Publié le 9 décembre 2022 Mis à jour le 12 décembre 2022

Début 2022, les archéologues de l’Inrap exhumaient deux sarcophages en plomb à la croisée du transept de Notre-Dame de Paris. Relativement bien conservés, ceux-ci ont été acheminés au CHU de Toulouse, afin d’être ouverts, puis fouillés avant d’entreprendre une série d’analyses. Dans le cadre d’un partenariat scientifique avec l’aide de la faculté de santé de l’université Toulouse III - Paul Sabatier, l’un des défunts, mort au XVIIIe siècle, est identifié par une épitaphe sur le cercueil. L’autre, plus ancien, reste un inconnu.


La fouille de la croisée du transept
Dès le lendemain de l’incendie du 15 avril 2019, les archéologues ont été appelés au chevet de la cathédrale Notre-Dame de Paris.
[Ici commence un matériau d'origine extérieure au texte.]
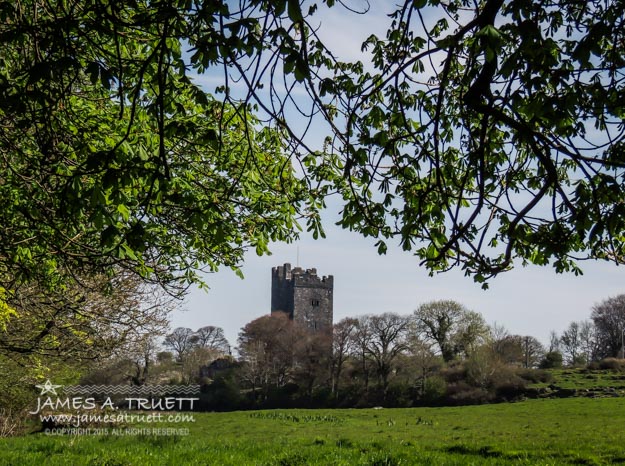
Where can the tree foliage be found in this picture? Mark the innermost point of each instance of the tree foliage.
(111, 156)
(473, 133)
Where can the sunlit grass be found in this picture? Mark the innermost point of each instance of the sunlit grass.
(567, 431)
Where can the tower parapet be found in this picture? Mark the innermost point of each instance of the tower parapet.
(304, 296)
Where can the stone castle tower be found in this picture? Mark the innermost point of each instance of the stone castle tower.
(304, 296)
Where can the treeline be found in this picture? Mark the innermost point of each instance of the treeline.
(442, 353)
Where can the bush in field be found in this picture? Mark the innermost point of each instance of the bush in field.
(461, 393)
(552, 360)
(434, 390)
(535, 375)
(612, 364)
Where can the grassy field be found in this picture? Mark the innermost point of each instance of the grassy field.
(548, 432)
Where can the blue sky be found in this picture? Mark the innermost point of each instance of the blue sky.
(527, 301)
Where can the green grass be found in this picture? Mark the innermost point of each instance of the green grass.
(547, 432)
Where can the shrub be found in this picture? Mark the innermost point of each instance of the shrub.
(535, 375)
(461, 393)
(552, 360)
(434, 389)
(612, 364)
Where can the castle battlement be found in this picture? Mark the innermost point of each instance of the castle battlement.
(303, 295)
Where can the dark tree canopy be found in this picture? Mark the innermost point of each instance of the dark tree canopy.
(474, 133)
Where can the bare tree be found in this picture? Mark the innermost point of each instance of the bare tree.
(361, 338)
(342, 342)
(451, 326)
(388, 333)
(609, 319)
(554, 342)
(180, 341)
(588, 337)
(267, 349)
(571, 342)
(213, 338)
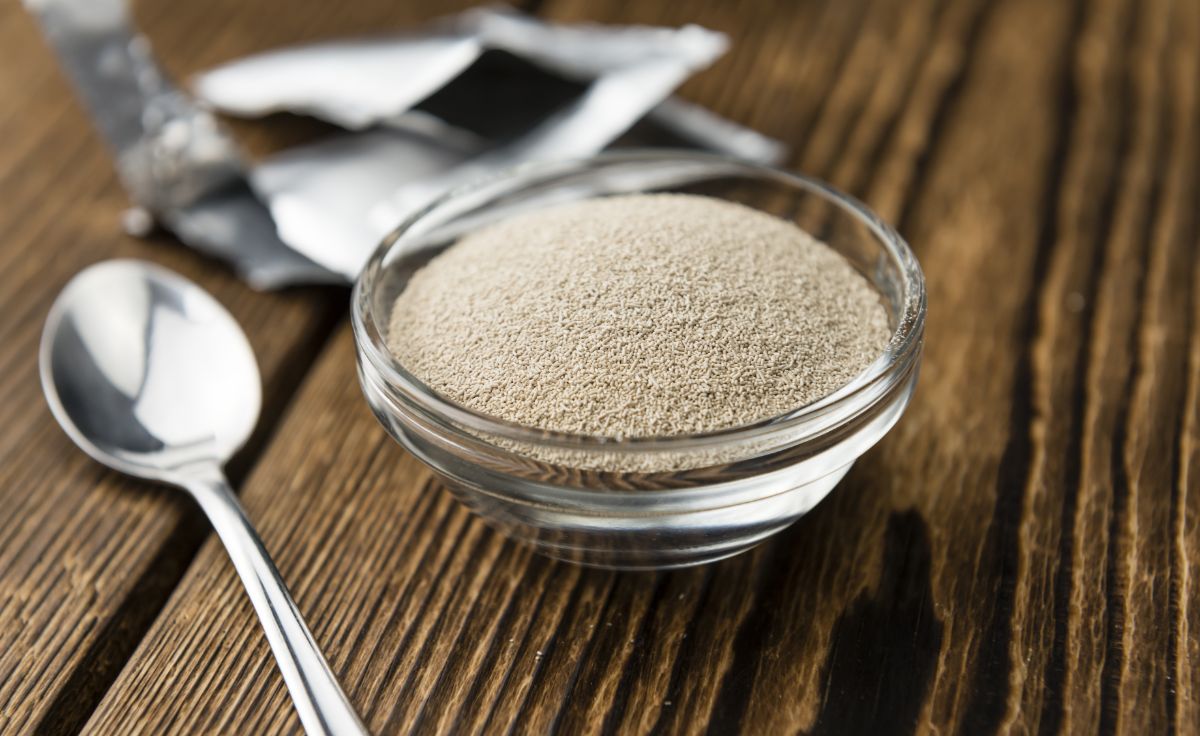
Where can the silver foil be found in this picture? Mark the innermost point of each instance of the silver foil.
(173, 156)
(334, 201)
(316, 213)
La loi du 30 juillet 2019 confie à l’Inrap la responsabilité des interventions archéologiques préventives liées à ce chantier de restauration exceptionnel.

C’est donc sur prescription de l’État (Drac Île-de-France) en lien étroit avec l’établissement public chargé de la conservation et de la restauration de la cathédrale Notre-Dame de Paris, maître d’ouvrage du chantier, que les équipes de l’Inrap œuvrent depuis trois ans, à un programme de diagnostics et fouilles archéologiques, pour accompagner le projet de restauration de la cathédrale. La fouille de la croisée du transept, financée par l’établissement public, qui a eu lieu du 2 février au 8 avril 2022, a livré, outre les deux sarcophages, d’exceptionnelles données sur la construction et l’évolution de la cathédrale – dont des éléments du jubé médiéval – et des sépultures.
 
Les sarcophages en plomb
Les inhumations dans les cathédrales se pratiquent pendant toute la période médiévale et moderne, les places les plus recherchées étant près du chœur. L’inhumation en cercueil de plomb est réservée à une élite.
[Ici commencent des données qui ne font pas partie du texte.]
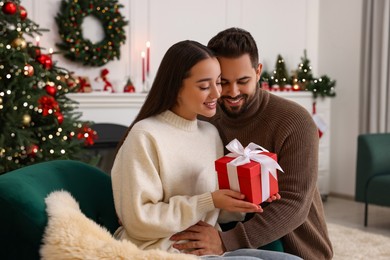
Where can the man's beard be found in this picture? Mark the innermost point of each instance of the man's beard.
(233, 112)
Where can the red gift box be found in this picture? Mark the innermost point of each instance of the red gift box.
(248, 178)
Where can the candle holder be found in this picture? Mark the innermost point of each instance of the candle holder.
(146, 86)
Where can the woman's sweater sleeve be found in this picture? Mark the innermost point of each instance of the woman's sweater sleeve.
(139, 193)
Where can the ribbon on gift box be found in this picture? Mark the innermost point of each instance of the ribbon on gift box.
(245, 155)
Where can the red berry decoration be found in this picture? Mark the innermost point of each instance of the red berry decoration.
(22, 12)
(9, 8)
(51, 90)
(45, 60)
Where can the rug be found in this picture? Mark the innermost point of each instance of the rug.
(350, 243)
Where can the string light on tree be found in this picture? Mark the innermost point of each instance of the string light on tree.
(32, 98)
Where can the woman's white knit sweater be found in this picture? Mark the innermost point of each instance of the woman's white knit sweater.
(162, 178)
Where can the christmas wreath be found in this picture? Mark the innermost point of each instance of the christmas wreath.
(76, 48)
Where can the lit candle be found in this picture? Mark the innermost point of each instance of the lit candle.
(147, 58)
(143, 66)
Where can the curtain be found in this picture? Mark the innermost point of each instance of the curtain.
(375, 70)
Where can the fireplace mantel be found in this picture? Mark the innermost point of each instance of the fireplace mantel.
(119, 108)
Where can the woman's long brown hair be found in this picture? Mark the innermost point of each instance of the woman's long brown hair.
(174, 68)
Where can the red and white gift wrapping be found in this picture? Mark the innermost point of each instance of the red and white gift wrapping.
(251, 170)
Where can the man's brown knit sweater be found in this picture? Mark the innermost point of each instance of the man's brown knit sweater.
(287, 129)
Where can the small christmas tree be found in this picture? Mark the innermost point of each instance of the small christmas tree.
(280, 75)
(322, 86)
(304, 74)
(37, 120)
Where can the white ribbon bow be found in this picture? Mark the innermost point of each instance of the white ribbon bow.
(245, 155)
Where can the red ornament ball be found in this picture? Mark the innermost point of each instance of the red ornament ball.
(22, 12)
(51, 90)
(28, 70)
(9, 8)
(60, 117)
(45, 61)
(129, 89)
(33, 150)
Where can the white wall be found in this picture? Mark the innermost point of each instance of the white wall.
(280, 27)
(339, 56)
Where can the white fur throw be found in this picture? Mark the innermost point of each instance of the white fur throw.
(71, 235)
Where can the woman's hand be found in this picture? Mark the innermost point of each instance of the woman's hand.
(233, 201)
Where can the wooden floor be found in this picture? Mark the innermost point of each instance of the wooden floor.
(350, 213)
Les deux sarcophages ont été transportés à l’institut médico-légal du CHU de Toulouse – où avait déjà été étudiée la momie de Louise de Quengo – pour l’expertise de ses équipes et un matériel d’imagerie médicale de pointe permettant des études (histologie, microscopes, scanner, radios) rapides : la fouille a eu lieu du 21 au 26 novembre. L’étude s’est faite en tenue de protection et instruments stérilisés pour préserver les intervenants du risque plomb et les sépultures des potentielles contaminations humaines.
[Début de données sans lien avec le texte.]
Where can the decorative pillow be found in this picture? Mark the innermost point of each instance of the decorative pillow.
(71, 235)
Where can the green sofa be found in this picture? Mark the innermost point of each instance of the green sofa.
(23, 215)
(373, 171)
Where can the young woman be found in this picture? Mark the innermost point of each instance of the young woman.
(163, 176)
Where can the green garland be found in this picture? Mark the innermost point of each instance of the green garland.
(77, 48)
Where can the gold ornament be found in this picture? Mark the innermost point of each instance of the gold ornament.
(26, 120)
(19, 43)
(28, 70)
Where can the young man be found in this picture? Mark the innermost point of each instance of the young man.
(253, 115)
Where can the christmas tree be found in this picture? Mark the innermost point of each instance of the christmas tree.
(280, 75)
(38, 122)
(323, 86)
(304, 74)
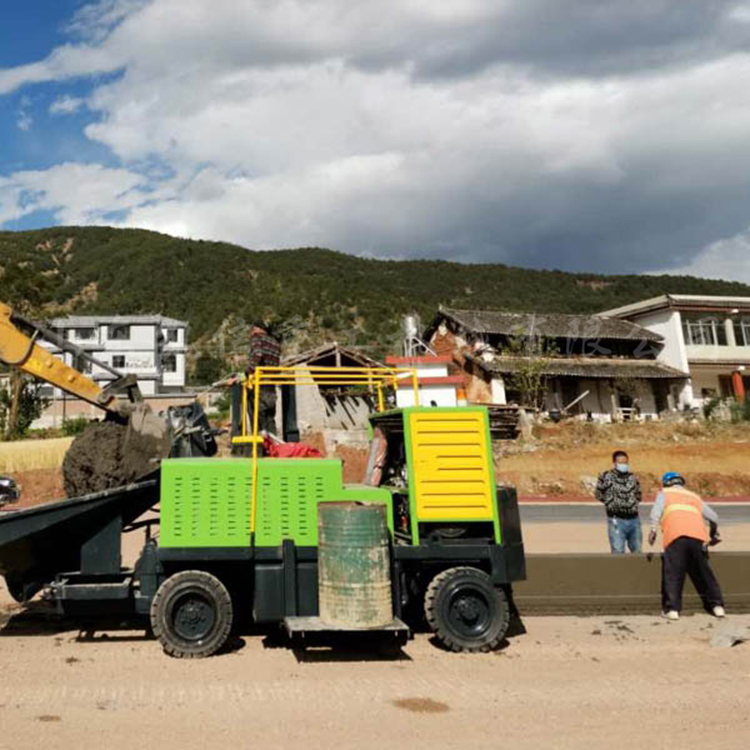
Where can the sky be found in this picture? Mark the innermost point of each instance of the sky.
(586, 135)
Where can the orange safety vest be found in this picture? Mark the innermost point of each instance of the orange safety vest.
(682, 516)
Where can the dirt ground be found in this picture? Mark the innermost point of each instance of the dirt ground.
(564, 461)
(592, 537)
(566, 683)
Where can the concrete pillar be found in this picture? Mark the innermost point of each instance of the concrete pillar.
(729, 329)
(498, 390)
(738, 386)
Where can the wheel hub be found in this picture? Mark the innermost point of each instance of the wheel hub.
(193, 618)
(470, 613)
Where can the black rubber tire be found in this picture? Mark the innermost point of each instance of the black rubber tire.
(192, 614)
(465, 611)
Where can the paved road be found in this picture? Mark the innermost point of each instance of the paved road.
(729, 513)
Habituellement, le plomb favorise la conservation mais les sarcophages sont percés et leur contenu a été altéré. Néanmoins, l’étude va s’attacher à déterminer l’origine géographique des défunts, leurs habitudes alimentaires, leurs carences, les causes de la mort, la date du décès, la stature physique et les spécificités de l’inhumation. Les deux cercueils sont très différents : ils n’ont ni la même forme, ni le même mode d’assemblage, ni le même alliage, ni le même âge (ils s’inséraient dans des couches archéologiques distinctes).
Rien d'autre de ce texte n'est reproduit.